Les unes ont fait de ce lieu leur quartier général : un amant, un travail, l’espoir peut-être de prendre à leur piège un gibier qui n’est pas tout à fait celui des boulevards, quelque chose enfin qui a l’accent de la destinée, les a fixées dans ces limites. D’autres ne hantent le passage que par rencontre : le désœuvrement, la curiosité, le hasard… ou bien c’est un jeune homme timide qui craignait d’être vu avec elles au grand jour, ou bien c’est un roué qui a ici ses aises et qui vient examiner sa prise dans ce coin tranquille. Souvent les femmes qu’on croise viennent pour la première fois dans ces retraits commodes : elles ne sont pourtant pas des provinciales, elles s’asseyaient chaque jour aux terrasses voisines. Mais, en entrant sous ces voûtes de verre, elles prennent notion d’une existence et de tout un monde, et les voilà gênées. Elles se parlent à voix basse, rient un peu fort, et examinent toute chose. Elles ne sont pas longues à découvrir des particularités qui les excitent et les choquent. Généralement, elles vont par deux : cela rend la vie plus facile.
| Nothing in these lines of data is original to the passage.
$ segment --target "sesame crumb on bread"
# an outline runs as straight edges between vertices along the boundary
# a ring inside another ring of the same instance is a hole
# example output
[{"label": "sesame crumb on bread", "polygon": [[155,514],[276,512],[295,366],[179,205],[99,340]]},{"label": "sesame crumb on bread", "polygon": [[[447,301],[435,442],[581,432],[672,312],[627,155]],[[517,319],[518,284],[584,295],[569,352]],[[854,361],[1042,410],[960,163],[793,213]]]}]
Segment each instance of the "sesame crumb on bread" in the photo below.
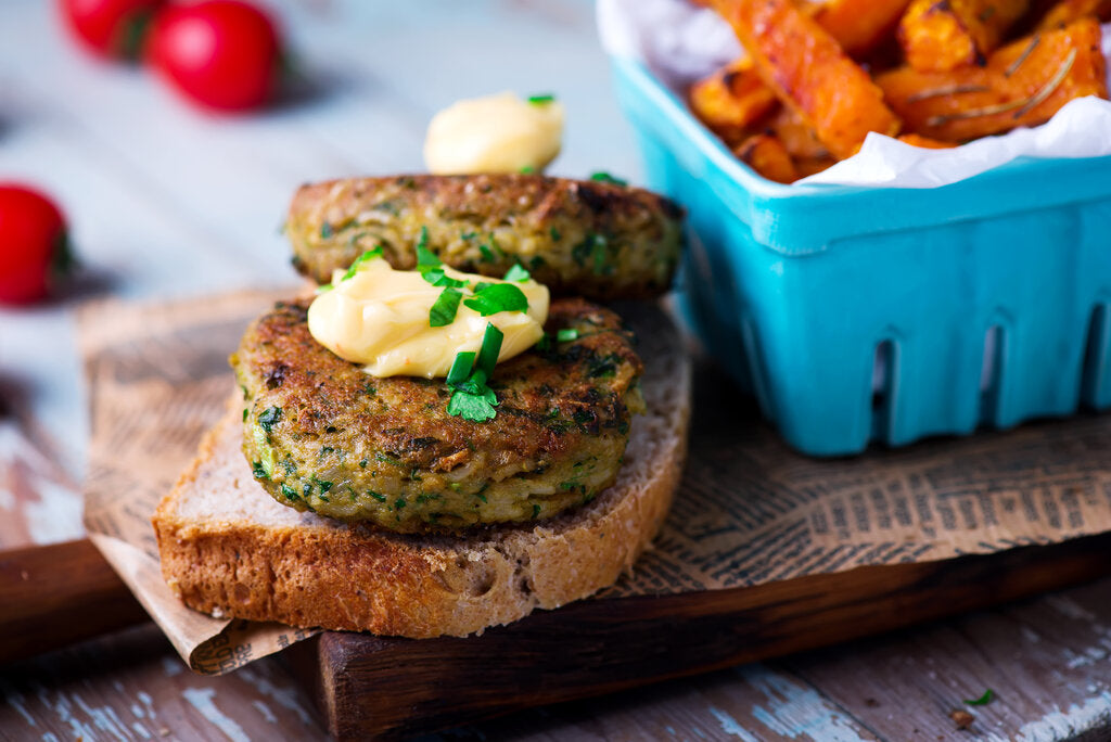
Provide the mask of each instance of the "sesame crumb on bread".
[{"label": "sesame crumb on bread", "polygon": [[690,415],[690,364],[654,305],[620,312],[644,360],[648,413],[617,483],[550,520],[414,535],[299,513],[254,481],[239,407],[208,433],[153,518],[162,573],[198,611],[423,639],[463,636],[613,584],[667,517]]}]

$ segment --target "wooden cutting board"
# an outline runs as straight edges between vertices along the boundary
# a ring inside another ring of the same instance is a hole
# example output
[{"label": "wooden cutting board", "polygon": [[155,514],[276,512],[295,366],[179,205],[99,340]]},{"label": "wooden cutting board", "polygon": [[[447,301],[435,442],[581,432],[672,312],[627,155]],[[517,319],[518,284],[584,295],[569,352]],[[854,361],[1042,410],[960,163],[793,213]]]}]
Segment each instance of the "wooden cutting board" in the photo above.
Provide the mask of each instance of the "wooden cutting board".
[{"label": "wooden cutting board", "polygon": [[339,740],[396,739],[765,660],[1107,574],[1111,535],[755,588],[591,600],[481,636],[327,632],[287,651]]},{"label": "wooden cutting board", "polygon": [[[1034,521],[1030,532],[1042,533],[1030,542],[1060,542],[1017,548],[981,543],[991,553],[922,559],[913,555],[912,544],[888,543],[890,533],[878,522],[882,508],[878,510],[877,500],[867,524],[882,547],[877,551],[882,563],[784,579],[758,574],[751,579],[755,584],[654,595],[619,589],[468,639],[324,633],[294,645],[287,656],[331,733],[348,740],[430,732],[891,631],[1111,572],[1111,534],[1058,539],[1053,530],[1069,523],[1098,528],[1093,521],[1101,515],[1111,519],[1111,479],[1104,477],[1103,463],[1111,461],[1105,455],[1111,452],[1111,420],[1083,418],[907,451],[878,451],[863,459],[813,462],[782,448],[712,367],[699,369],[694,388],[691,457],[677,512],[682,513],[684,498],[704,498],[707,488],[743,497],[744,488],[759,481],[750,471],[759,461],[764,470],[778,472],[780,482],[784,477],[811,481],[818,468],[819,479],[847,492],[847,482],[859,479],[861,471],[870,471],[868,481],[873,483],[884,481],[877,472],[894,480],[929,479],[943,495],[940,501],[951,499],[954,504],[952,513],[938,505],[939,522],[923,528],[945,541],[941,521],[955,519],[949,525],[955,529],[951,540],[963,544],[954,548],[958,554],[968,548],[969,537],[1003,538],[991,522],[962,528],[969,525],[962,519],[971,518],[971,511],[958,501],[968,497],[985,498],[984,512],[995,513],[997,525],[1008,522],[1009,508],[1023,511]],[[913,481],[908,487],[913,489]],[[1083,503],[1070,505],[1073,495]],[[853,497],[847,498],[852,519]],[[1008,505],[1012,501],[1013,508]],[[808,518],[811,528],[820,530],[815,513]],[[984,513],[978,513],[982,520]],[[860,512],[855,517],[854,528],[865,524]],[[769,539],[764,547],[779,553],[780,561],[804,556],[784,555],[782,543]]]}]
Les novices se méprennent seuls sur ces couples ; les autres savent les inviter sans erreur à quelque consommation qui permette aux connaissances de se nouer. Ce sont des conversations délicates où la présence d’une autre femme introduit un sens de sociabilité et de politesse, jusqu’à ce que l’intéressée montre ses dents éclatantes, et parle avec des rires de son emploi du temps, de ses plus secrètes sciences. Il y a des liaisons anciennes qui ont élu pour leurs rendez-vous Certa ou le Petit Grillon. On reconnaît ces ménages d’habitude : la femme qui attend a un air de réserve qui ne trompe pas. Puis l’homme, affairé, survient. Il ruisselle encore de sa vie sociale, il a une position, une serviette, la légion d’honneur, il s’assure de la main que sa barbe est peignée. Parfois, il y a un enfant avec la femme. Elle, ne perd pas un instant le sens du mystère.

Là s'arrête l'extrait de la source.